There are three things that Tim wants to accomplish to maintain his EAP performance:

  • Find a way to consistently apply configuration to EAP instances.
    He defines a template for JBoss EAP instances (Section 5.3, “Creating a Drift Definition Template”). To maintain consistency, the template sets the Attach to template value to true, and each resource-level drift definition will preserve that settings. This ensures that any changes to the template are automatically applied to the JBoss resource drift definitions.
  • Use his current production settings as a basis for future EAP instances.
    He pins his latest snapshot, with the higher heap settings, to the template definition (Section 5.6.4, “Pinning to a Template”). Every EAP instance is going to be compared against that baseline, so any with the wrong heap setting will immediately be marked out of compliance.
  • Be made aware of specific differences between his current EAP settings and his preferred settings.

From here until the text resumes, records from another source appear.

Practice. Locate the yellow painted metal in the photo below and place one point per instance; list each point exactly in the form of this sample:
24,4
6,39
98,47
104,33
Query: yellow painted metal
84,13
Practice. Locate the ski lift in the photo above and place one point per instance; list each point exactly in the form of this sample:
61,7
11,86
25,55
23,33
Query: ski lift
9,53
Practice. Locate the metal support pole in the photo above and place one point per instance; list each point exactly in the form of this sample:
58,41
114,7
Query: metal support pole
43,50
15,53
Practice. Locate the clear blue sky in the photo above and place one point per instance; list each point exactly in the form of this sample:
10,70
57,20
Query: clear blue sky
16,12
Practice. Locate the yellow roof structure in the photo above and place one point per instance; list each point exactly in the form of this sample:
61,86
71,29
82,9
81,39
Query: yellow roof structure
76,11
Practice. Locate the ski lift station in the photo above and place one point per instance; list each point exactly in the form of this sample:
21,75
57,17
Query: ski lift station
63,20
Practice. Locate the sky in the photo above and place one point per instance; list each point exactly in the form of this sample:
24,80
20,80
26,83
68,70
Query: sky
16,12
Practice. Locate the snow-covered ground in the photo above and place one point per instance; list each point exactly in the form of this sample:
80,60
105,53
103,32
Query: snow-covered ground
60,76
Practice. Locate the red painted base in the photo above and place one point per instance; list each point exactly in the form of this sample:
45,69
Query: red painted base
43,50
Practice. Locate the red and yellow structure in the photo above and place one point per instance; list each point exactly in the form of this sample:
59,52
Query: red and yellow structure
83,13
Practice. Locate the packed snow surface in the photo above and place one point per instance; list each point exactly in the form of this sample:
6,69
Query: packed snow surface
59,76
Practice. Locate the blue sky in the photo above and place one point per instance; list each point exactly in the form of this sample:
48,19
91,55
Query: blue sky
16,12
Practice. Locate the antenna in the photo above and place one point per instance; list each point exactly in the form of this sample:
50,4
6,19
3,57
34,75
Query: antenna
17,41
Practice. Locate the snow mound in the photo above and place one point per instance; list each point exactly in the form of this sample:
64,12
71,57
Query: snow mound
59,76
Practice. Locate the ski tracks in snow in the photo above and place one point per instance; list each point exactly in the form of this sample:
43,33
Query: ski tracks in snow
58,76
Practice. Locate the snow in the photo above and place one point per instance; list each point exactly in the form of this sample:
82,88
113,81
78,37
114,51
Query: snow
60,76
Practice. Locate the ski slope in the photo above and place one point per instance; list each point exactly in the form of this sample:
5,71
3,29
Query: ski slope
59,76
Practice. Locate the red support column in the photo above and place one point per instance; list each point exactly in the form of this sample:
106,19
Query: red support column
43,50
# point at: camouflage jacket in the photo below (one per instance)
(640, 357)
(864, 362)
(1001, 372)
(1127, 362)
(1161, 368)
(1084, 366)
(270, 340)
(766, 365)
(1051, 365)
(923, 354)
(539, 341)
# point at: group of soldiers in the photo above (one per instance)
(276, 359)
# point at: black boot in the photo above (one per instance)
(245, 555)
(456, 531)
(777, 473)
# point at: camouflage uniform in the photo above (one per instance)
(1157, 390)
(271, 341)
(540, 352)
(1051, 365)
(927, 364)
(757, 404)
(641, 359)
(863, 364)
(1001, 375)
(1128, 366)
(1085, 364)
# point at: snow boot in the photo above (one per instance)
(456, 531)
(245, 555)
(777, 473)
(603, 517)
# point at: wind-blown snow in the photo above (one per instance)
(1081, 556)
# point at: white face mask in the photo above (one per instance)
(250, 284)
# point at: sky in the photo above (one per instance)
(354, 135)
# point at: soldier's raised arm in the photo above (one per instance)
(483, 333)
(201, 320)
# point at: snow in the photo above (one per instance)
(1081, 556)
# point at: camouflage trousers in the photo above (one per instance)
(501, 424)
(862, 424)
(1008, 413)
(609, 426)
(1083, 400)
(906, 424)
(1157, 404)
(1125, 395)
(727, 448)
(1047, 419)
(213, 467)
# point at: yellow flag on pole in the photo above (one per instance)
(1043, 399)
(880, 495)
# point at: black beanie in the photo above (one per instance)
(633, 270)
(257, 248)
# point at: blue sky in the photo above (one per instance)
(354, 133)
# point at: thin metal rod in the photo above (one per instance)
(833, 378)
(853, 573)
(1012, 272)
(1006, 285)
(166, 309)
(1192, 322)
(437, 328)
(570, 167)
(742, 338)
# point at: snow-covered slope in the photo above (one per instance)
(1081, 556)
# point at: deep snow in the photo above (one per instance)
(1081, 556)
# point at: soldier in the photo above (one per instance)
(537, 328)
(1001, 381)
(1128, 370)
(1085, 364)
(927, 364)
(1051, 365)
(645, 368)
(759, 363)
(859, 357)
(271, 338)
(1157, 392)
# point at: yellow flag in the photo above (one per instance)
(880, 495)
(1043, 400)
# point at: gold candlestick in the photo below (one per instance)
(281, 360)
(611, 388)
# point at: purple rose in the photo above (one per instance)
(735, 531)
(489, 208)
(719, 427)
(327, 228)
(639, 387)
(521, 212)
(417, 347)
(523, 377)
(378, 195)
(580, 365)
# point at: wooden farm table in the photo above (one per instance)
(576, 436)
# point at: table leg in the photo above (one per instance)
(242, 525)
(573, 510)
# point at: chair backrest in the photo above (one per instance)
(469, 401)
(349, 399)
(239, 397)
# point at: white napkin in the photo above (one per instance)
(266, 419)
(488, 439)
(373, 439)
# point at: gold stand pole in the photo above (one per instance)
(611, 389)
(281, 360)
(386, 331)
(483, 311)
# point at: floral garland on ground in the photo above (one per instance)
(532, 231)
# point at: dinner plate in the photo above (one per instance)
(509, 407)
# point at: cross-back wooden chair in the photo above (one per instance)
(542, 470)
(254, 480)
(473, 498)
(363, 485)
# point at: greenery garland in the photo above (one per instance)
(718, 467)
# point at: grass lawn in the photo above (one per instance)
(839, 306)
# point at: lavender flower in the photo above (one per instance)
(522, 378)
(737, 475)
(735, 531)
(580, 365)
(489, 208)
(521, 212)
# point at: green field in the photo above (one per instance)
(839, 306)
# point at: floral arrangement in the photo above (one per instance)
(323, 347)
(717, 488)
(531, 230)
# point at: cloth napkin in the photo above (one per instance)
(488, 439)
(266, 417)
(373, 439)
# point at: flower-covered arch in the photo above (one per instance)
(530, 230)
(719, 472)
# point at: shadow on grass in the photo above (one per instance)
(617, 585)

    He creates an alert definition (Section 5.8, “Defining Drift Alerts”) which specifically targets the bin/run.conf file. This way, he knows precisely whether the heap settings and other JVM settings are wrong for his new instance. He can even use alerts to gather more information about how his EAP instance configuration is different, like using a CLI script to compare the current EAP configuration against the pinned snapshot and then send him the diff.
Expected Results

Tim brings a new server online, with a new EAP instance for the production environment. He applies the drift template to the new resource and, within a few minutes, receives a notification that his run.conf file is not compliant with his preferred configuration. He changes the heap settings on the new EAP instance without having to wait for performance degradation to remember the change.